As in all surgical procedures, there is the potential for complications. The most common complications associated with retinal detachment surgery are infection, hemorrhaging, scar tissue formation, recurrent retinal detachment, and increased intraocular pressure. All of these problems can be handled well when addressed in a timely manner. Another complication which can occur in patients who have not had cataract surgery, who undergo a vitrectomy, is an acceleration of a cataract. This could occur very rapidly during surgery and hinder successful management of the retinal detachment. In this situation the cataract is removed during the surgical procedure. More often the progression of the cataract evolves over several months after surgery. Except for the cataract, which can occur in up to 70% of patient, especially those over the age of 70 years, the complication rate is 5% or less.

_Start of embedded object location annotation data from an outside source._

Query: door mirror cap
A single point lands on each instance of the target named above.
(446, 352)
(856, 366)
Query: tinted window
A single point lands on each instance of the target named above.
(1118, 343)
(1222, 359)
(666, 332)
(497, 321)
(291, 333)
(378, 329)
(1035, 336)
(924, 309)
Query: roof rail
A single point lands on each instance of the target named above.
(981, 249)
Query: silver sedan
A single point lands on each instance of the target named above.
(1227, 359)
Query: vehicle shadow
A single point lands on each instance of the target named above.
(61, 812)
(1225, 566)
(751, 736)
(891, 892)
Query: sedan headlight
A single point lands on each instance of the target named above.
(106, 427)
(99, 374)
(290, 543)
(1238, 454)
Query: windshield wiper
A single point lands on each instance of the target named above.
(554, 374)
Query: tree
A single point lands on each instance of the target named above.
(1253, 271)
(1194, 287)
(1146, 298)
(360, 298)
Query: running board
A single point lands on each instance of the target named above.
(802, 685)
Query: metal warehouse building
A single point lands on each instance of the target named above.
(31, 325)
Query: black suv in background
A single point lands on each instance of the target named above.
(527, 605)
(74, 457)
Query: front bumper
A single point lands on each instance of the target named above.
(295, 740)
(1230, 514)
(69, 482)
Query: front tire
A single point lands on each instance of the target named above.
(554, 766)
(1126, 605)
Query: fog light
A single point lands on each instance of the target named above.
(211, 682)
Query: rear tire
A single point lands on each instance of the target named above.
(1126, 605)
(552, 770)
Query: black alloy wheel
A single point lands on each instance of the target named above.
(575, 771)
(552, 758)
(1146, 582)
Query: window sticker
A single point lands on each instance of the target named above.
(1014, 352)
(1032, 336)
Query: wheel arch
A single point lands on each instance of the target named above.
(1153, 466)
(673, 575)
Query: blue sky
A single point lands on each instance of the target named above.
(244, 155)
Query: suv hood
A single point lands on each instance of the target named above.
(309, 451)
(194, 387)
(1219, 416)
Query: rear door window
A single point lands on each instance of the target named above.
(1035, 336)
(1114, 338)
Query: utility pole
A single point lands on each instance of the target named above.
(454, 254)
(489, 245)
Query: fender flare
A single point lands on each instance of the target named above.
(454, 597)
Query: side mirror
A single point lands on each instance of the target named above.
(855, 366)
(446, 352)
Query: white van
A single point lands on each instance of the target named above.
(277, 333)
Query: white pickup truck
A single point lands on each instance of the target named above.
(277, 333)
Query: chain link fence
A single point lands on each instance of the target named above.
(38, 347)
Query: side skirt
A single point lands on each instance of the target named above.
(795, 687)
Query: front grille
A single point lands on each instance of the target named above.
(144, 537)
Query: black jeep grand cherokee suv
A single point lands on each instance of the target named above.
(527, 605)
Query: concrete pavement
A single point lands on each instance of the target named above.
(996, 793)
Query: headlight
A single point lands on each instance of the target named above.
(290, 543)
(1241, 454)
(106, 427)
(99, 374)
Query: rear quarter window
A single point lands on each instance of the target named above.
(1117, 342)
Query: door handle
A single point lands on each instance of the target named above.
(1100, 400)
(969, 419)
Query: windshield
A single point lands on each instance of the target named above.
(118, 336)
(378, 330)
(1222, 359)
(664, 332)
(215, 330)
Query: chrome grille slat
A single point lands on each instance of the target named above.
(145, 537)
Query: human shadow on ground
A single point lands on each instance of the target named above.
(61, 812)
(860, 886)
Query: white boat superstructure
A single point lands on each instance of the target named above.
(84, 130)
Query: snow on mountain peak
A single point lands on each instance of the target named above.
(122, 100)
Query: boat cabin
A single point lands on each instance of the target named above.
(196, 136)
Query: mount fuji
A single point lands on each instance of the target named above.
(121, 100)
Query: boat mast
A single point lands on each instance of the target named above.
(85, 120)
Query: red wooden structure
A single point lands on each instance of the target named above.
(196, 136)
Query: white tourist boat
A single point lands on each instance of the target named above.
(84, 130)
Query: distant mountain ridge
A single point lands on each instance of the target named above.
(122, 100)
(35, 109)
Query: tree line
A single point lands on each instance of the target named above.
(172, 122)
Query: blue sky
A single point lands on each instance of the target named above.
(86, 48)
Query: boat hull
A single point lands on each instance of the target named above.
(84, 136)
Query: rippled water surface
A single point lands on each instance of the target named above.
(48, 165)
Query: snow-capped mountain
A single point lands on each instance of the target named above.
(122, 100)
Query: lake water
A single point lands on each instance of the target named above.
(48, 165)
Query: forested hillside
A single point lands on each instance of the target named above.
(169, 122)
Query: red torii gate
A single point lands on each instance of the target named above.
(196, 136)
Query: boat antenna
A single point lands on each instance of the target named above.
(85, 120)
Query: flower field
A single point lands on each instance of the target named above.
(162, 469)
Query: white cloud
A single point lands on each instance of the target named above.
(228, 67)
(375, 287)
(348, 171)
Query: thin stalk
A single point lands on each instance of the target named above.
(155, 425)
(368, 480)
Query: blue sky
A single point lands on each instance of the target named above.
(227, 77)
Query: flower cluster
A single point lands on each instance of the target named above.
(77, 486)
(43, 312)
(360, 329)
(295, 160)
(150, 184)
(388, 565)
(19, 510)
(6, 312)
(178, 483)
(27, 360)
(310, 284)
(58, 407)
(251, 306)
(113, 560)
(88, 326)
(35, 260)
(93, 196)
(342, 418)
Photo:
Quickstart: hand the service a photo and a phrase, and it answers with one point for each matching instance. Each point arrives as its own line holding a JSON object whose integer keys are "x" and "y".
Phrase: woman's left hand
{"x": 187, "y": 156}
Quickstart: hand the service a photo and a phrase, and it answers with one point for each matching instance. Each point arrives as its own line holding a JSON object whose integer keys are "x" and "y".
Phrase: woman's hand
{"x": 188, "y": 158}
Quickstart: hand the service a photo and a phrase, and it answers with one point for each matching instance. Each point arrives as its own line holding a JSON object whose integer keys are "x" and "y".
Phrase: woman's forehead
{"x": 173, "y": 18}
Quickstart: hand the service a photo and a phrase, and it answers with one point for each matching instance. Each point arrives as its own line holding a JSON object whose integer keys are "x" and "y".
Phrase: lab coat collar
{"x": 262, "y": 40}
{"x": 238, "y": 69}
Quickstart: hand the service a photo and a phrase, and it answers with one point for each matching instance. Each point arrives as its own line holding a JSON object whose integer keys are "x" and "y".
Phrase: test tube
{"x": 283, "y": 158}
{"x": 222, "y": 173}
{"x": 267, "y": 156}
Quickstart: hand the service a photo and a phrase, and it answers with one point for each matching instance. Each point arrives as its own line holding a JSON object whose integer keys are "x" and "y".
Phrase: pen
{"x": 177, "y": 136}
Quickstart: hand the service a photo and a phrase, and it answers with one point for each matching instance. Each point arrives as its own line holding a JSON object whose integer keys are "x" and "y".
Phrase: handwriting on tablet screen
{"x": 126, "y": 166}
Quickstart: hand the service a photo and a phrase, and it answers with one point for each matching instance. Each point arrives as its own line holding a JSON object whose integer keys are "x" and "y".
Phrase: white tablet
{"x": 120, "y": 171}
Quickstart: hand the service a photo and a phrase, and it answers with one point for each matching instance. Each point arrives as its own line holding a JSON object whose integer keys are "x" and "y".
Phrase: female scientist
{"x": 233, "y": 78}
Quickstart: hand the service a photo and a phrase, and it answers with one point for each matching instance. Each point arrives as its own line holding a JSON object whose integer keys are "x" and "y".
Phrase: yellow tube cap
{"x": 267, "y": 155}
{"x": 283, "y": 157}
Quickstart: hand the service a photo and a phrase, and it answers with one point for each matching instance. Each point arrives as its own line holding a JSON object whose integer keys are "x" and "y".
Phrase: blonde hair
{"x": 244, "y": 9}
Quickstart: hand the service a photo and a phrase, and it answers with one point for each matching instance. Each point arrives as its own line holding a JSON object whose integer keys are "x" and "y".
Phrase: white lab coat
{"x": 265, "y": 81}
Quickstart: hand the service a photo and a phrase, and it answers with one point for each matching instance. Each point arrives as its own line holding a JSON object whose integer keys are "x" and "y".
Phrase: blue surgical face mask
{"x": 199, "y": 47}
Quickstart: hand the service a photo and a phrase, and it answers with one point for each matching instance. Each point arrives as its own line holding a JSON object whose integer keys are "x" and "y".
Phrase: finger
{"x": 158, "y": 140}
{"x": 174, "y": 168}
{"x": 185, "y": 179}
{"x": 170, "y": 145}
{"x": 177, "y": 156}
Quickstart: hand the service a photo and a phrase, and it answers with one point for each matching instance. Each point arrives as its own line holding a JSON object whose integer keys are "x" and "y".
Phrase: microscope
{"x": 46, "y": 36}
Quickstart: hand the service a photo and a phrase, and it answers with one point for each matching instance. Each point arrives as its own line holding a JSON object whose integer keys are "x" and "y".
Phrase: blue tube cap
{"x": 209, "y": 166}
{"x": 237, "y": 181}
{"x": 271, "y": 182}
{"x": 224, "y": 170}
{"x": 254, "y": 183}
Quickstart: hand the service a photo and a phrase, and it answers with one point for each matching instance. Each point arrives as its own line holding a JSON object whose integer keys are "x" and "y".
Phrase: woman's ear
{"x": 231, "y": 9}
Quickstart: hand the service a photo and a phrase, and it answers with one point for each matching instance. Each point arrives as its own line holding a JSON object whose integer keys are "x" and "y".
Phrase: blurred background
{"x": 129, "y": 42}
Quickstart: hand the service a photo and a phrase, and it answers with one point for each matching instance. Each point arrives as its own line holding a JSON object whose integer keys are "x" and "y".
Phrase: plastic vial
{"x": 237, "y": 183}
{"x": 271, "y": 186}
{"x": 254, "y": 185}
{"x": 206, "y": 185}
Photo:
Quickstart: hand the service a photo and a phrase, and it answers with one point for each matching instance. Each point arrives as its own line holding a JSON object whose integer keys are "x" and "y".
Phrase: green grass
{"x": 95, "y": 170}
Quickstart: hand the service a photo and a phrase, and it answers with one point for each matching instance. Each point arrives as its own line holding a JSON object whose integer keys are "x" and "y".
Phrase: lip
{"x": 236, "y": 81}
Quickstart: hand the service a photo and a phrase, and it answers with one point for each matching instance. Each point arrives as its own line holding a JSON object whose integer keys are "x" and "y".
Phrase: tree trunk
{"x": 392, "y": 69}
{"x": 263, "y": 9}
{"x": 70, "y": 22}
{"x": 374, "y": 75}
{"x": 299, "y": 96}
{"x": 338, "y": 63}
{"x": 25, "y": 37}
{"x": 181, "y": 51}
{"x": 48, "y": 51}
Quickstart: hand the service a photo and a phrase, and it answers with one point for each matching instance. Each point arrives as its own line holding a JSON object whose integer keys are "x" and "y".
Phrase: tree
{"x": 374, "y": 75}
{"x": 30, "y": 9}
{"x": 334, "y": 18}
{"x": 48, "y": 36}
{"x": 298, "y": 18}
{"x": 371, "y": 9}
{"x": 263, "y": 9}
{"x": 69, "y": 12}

What Is The Recovery Period and Are there Restrictions?
Retinal detachments which can be successfully treated with a pneumatic retinopexy, recover completely within 2 to 4 weeks during which time vigorous activity is to be avoided. The gas bubble is long-acting, remaining in the eye up to 6 weeks, and because it will expand with decreasing external pressure, traveling to higher elevations and flying are not permitted. The reason for this limitation is because the expansion of the gas bubble at higher elevations will result in an acute rise in intraocular pressure. This in turn will cause severe headache, eye pain, nausea and vomiting. It could also result in permanent loss of vision due to optic nerve damage if the pressure is severely elevated for a prolonged period of time.
Scleral buckles and vitrectomies have a recovery period of up to 6 to 8 weeks before returning to normal activity. For the initial 2 to 3-weeks activity is limited to no running, jumping, stooping or lifting over 10 pounds, then gradually increased over the following 3 to 5 weeks. If a gas bubble is used in conjunction with a vitrectomy, positioning will be necessary as well as limitations on air travel. Topical eye meds are administered for 3 to 4 weeks post-surgery, and are tapered off by the fourth week.
Return to work depends upon the type of work the patient performs. With the exception of those patients treated with a pneumatic retinopexy, those who do a significant amount of strenuous work, will have a longer recuperative course than those who do not, but it rarely extends longer than 6 weeks, assuming there are no complications, even though the full recovery period for follow-up is 3 months.